Vikipedi ansiklopedisi bu Batıcı görüşü şöyle ifade eder: “Birey terimi sadece yüklendiği birçok tanımdan değil, ideolojik planda yapılan farklı yorumlarıyla da önemli bir terim olmuştur. Özellikle 19. yüzyıldan bu yana gelişen felsefi, ekonomik ve ideolojik doktrinlerde çok önemli bir yer kaplamış, zaman zaman bazı ideolojilerin merkezi olmuştur. 

Bireycilik, bireyin özgürlüğüne büyük ağırlık veren ve genellikle kendine yeterli, kendi kendini yönlendiren, görece özgür bireyi ya da benliği vurgulayan siyaset ve toplum felsefesidir.

Bireycilik, her şeyden önce insanlığın toplumsal birliklerden değil, bireylerden oluştuğu düşüncesine dayanır. Bu varlıklar, biri diğerinden ayrılamaz ve indirgenemez varlık özelliği taşırlar. Duygulanımları, hareketleri ve düşünceleri kendilerine aittir. Bireycilik, bir değerler sistemi olduğu kadar, insan yapısıyla ilgili bir kuram, genel bir davranış biçimi ve belirli siyasal ekonomik, toplumsal ve dinsel düzenlemelere yönelik bir inanç anlamına gelir. Genel bir davranış biçimi olarak bireycilik, özgüvene, gizliliğe ve başka bireylere saygı göstermeye büyük önem verir. Otoriteye ve birey üzerindeki özellikle devlet tarafından uygulanan her türlü denetime karşı çıkar. Ayrıca "ilerleme"ye inanır, ilerlemenin bir aracı olarak da bireye farklı olma hakkı tanınır. Yalnızca en aşırı bireyciler anarşi yanlısıdır. Ama çoğu devletin bireylerin yaşamına en az karışması gerektiğine, bireylerin birbirleriyle çatışmasını önlemek ve gönüllü olarak varılmış anlaşmaların uygulanabilmesi için yasaları ve düzeni koruma görevini üstlenmek zorunda olduğuna inanır. Bireycilik, devleti zorunlu bir olumsuzluk olarak görme eğilimindedir ve "en iyi yönetim, en az yönetimdir" sloganını benimser.” (https://tr.wikipedia.org/wiki/Bireycilik)
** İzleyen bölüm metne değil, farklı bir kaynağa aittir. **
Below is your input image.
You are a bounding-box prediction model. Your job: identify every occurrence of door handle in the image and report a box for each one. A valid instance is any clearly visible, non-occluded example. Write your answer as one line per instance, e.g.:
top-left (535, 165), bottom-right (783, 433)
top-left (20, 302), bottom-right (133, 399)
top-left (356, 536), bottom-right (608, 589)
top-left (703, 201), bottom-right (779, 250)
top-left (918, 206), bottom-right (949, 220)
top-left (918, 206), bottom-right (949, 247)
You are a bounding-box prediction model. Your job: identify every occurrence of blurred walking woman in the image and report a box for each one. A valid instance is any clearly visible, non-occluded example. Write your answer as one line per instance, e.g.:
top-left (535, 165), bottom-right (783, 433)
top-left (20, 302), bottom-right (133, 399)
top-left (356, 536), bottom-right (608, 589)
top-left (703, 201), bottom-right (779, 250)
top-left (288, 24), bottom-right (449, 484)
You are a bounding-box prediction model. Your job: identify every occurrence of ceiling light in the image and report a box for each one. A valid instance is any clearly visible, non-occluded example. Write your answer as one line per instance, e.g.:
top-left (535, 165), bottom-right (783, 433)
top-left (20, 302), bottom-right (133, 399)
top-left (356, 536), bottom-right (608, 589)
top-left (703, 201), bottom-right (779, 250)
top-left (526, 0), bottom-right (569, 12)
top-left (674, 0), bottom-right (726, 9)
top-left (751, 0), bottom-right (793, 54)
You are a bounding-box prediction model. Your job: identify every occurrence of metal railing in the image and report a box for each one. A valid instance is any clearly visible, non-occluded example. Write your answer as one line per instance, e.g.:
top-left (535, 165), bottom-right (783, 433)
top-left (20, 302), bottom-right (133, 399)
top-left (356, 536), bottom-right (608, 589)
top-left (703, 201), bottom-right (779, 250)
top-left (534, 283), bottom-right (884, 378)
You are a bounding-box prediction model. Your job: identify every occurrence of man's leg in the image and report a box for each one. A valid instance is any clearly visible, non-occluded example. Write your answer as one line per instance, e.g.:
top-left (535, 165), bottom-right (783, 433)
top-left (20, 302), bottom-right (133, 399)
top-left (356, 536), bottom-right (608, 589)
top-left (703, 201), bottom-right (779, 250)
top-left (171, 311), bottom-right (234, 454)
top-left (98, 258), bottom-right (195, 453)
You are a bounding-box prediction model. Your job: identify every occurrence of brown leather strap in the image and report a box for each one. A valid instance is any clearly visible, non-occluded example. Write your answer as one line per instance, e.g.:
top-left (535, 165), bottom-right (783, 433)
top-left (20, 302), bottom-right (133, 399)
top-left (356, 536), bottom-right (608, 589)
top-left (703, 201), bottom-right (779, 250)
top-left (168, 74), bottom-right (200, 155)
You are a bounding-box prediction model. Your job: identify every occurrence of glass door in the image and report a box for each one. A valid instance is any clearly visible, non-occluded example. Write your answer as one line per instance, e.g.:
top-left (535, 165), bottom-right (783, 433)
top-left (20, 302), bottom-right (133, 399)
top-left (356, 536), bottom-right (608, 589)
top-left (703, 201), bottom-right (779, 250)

Evet, birey fert demektir. O da insan tekidir. Bireyciler beğenmese de insan toplumsal bir varlıktır ve bir toplum için yaşamayı hem sever, hem de mahkumdur. O zaman bu bireylerin çatışma yaşamadan karşılıklı hak ve hukuklarını belirleyen sözleşmeler, yani kanunlar, örf ve adetler olacak, hem de bunları hayata geçirecek bir otorite, yani devlet olacaktır. Madem bu bir mecburiyettir, bu kadar lafı dolaştırıp “felsefe yapmaya” ne gerek vardır?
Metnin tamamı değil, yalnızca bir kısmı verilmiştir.